Like Japan in China, today's militarists keep winning in Afghanistan, Iraq, Columbia, and elsewhere, killing and dispossessing many thousands - and yet final victory eludes them as they antagonize the whole world.  The Japanese drive for empire and conquest was in fact driven by weakness, the fear of being starved for oil and other raw materials, and an exaggerated fear of Communism and instability in China.  The American drive for empire is driven by the same cowardly fear of not being in control of everything - fearing hostile ideology and instability, and fearing to be cut off from raw materials, notably petroleum.  As Japanese parliamentary politics gradually gave way under this endless war to a militarized, though ostensibly civilian, dictatorship, the US will reap at home the oppression it sows abroad, as we are already seeing.  It will be interesting to see in coming years how far the American empire will go to solve its impending water crisis by looting it from Canada, especially as global warming increases the pressure.

My coworker came by my desk to crow about the parade of American tanks in Tikrit, because now the Iraqis would know the Americans mean business - and what a triumph it was that the Americans had Iraqi civil defense guys in their parade.  Yes, I reminded him, and they've been blowing up the houses of people they suspect of fighting against them, just like the Israelis in their occupation.  “Its not like Israel at all!  Its not an occupation, it's a liberation!  You know that!” was his response.  In vain did I point out that how he wants to see it will not determine how others see it, and how it actually is.

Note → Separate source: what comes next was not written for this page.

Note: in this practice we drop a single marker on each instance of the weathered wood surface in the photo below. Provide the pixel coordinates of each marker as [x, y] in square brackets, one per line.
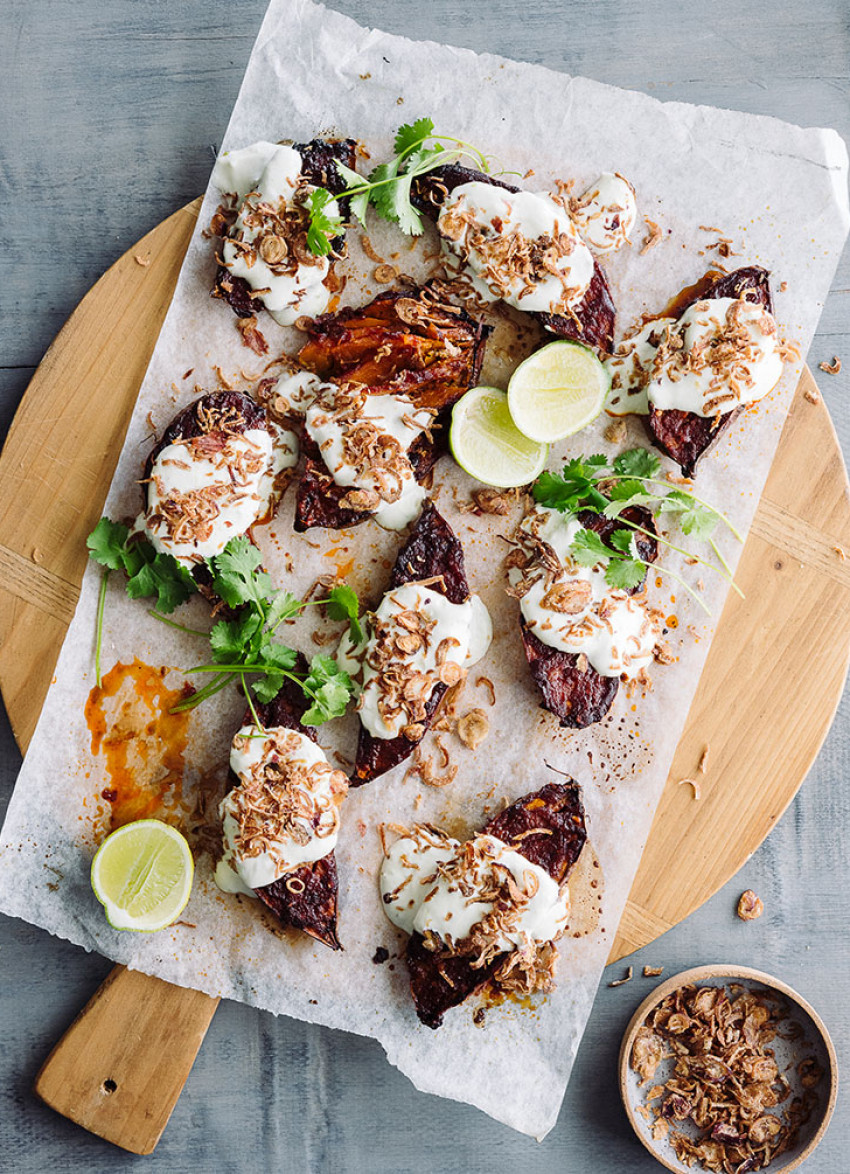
[108, 113]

He is a Christian Zionist who considers himself a born again Christian, although welcoming hard truth, as Jesus taught, is no part of his religion – much the contrary.  My point here is that his mentality is that of the ideologues running this show - like that of the Japanese militarists, Stalinists as documented in Solzhenitsyn, and other fanatics of that type, for whom reality is defined by their view of the world, rather than their view of the world being disciplined by truth as real life teaches it.  That's why they will keep on doing astonishingly stupid things, as they've been doing right along.  Fanatical ideology makes drunk.

New York Times correspondent Otto Tolischus wrote of the Japanese just before Pearl Harbor:

As members of a divine family state, in which religion and patriotism merge, they do not merely say, "My country right or wrong!" but they are convinced with all the fervor of religious faith that their country is right, whatever mistakes individual statesmen may make.

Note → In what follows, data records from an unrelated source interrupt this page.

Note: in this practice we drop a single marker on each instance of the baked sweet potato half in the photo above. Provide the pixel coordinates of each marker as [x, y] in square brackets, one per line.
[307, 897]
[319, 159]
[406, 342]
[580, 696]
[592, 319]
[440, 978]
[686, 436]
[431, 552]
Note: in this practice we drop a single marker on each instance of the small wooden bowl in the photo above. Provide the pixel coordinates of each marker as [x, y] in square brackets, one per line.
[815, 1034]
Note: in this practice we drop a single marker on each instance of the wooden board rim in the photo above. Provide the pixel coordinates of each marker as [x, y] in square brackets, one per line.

Is this not just how Americans think of their own country, especially American Christians, who can only think this way by rejecting everything that Jesus and the prophets teach about the nations of this world?

For Japan, the only cure for this fever was to lose.  Anything short of a debacle meant ongoing torment for everyone else until that day.  The final end of such ideological madness must be a hard stop, at least for the ideologues, although the South African case shows that if the nation as a whole wises up in time there is hope.  But even in that case, as with the Greek colonels in 1974 or the Argentine military dictatorship in 1981, at least the ideologues must experience a humiliating defeat if sanity is to find a place.

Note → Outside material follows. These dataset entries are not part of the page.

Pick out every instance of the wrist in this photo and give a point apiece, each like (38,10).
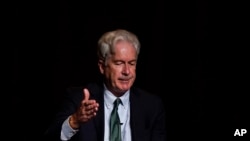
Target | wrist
(73,122)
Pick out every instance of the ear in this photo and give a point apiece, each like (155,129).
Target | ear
(101,66)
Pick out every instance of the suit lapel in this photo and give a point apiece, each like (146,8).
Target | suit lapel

The same applies to the madmen in the present US regime, and as in the case of Japan back then, their madness expresses a disease in the American national character.  Vietnam was not strong enough medicine to cure it.  Japan and Germany show that the sooner the cure is administered the better for all, especially for the ailing nation itself.  American success in Iraq can only lead to more adventures like it, with more anguish for the whole world.  If anything decent in our national character is to survive this darkness, only failure is an option.